Massachusetts Institute of Technology - Department of Urban Studies and Planning

11.188: Urban Planning and Social Science Laboratory
11.205: Intro to Spatial Analysis (1st half-semester)
11.520: Workshop on GIS (2nd half-semester)

Lecture 3: Relational Databases & Coordinate Systems

 

February 22, 2017, Joseph Ferreira, Jr.

(including notes by Visting Prof.
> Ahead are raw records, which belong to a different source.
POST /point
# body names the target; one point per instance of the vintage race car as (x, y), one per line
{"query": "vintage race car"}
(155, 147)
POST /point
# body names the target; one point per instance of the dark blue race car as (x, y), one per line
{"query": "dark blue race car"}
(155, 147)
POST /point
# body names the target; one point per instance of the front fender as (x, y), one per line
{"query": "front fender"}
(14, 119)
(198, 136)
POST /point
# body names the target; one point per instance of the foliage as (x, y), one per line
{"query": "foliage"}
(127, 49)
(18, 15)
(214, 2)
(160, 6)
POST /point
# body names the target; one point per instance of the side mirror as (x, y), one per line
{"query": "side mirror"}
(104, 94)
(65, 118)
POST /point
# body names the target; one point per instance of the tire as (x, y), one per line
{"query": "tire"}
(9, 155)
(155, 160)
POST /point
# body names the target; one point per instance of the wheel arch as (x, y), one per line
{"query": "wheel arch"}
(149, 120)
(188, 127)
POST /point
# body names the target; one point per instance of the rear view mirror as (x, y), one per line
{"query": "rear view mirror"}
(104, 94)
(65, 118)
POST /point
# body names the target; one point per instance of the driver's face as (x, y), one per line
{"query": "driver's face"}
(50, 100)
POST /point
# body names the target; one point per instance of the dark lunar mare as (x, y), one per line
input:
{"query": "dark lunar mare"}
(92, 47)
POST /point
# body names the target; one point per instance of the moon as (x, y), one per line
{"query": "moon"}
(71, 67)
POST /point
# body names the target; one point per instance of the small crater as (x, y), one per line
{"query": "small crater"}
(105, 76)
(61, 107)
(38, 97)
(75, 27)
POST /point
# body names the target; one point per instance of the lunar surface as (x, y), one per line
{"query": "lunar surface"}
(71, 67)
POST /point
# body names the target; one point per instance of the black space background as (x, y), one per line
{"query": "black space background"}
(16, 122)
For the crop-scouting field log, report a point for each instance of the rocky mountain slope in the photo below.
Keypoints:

Zhong-Rhen Peng who taught the class Fall, 2003)

Administrative notes:

  • Lab Exercise #2 due on Stellar next Monday, Feb.. 27, at 2:30 pm
    • upload text, Word, RTF, or PDF formatted answer sheet to Stellar
    • Editing suggestion: save webpage answer sheet as text file and then add your answers using your favorite editor
  • Homework set #1 is online now and due in 2 weeks (Wed. March 8 via Stellar)
    • Examine relationships among eastern Mass Shopping Centers, major roads, and residential locations
    • Long before it is due, read it over, check out the datasets, try the methods - spread out the work
    • Waiting until the end will be frustrating and stressful!
  • Online learning tools for ArcGIS and MS-Access
    • ESRI 'Virtual Campus' ArcGIS tutorials: access codes available via MIT Libraries
      • Email gishelp@mit.edu with names of tutorials you wish to run
    • MS-Access tutorials and online help (see detailed notes below)
  • Optional supervised lab time in 9-554 on Friday 1:00 - 3:00 pm


Recall topics from last week

Powerpoint slides used by commercial firm to market site selection tools
by Edens & Avant and RPM consulting

n  Think about these marketing slides?

n  Who is the audience for these GIS services? What expertise do the consultants offer?

n  Why might firms contract out for these services rather than build in-house capacity?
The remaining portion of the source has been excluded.